WHAT: Presentation of portraits of Austin Seward and his wife, Jennett, to the Monroe County History Center.
WHEN: 6 p.m. today.
WHERE: Monroe County History Center, Sixth and Washington streets in Bloomington.
HOW MUCH: The public is invited and admission is free. Light refreshments will be served.
The Sewards--the family that reputedly forged the first courthouse fish--are making another contribution to Monroe County tonight.
Descendants of Marilyn Seward Warden and Nancy Seward Taylor will formally present portraits of Austin Seward and his wife, Jennett, to the Monroe County History Center during a 6 p.m. ceremony at the museum.
The public is invited and light refreshments will be served. After the ceremony, a viewing of the museum's Seward exhibit will be conducted.
Austin Seward is the blacksmith credited with producing the famous fish weather vane that originally adorned Monroe County's 1826 brick courthouse. The origin of the fish perched atop the current limestone courthouse, constructed in 1906, remains a matter of conjecture.
There is uncertainty as to the creator of the Seward portraits, too. Records identify the artist only as a "Mr. Blair." But the paintings have belonged to the Seward family since the 1860s, and museum executive director Kari Price said she's honored to help provide them a new home.
"We don't generally have the wherewithal to purchase artifacts--we rely on donations--and this is a wonderful treat," Price said Friday. "It's quite a treasure. Our holdings don't normally include paintings, and Austin Seward was such a significant figure in the founding of Bloomington.
"He arrived when the county was only a couple of years old, and started a business that went on here for over 150 years."
That business went from blacksmith shop to foundry, to machine shop, to industrial and plumbing supplier--and, by 1967, Seward and Co. became the oldest business in Indiana run by the same family under the same name. It closed in 1983 after 162 years in existence.
Austin Seward was born in Virginia around 1797 and grew up in Richmond, Ky., where he met and married Jennett "Jane" Irwin, a well-educated daughter of a prosperous family. They moved to Bloomington in 1921 [sic], just three years after the community's founding.

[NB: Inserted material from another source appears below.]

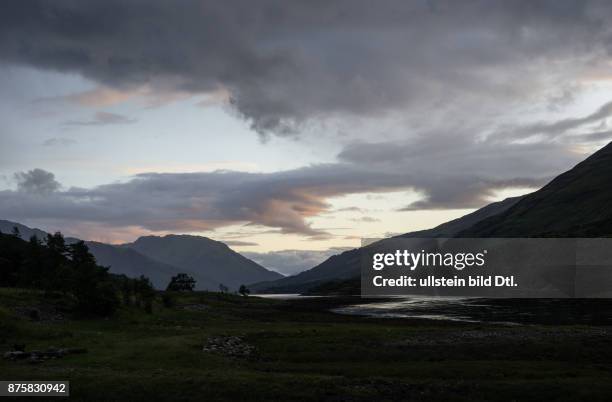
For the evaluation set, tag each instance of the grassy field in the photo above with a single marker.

Seward was active in the community immediately. He taught Sunday school for the Presbyterian church in 1921. He was hired to paint the courthouse and to provide other services to the county. In 1833 he was one of the incorporators of the Monroe County Female Seminary. He organized and led the first band ever active in Bloomington.
He died in 1872 and was buried in the Dunn Cemetery beside his wife, who had died in 1865.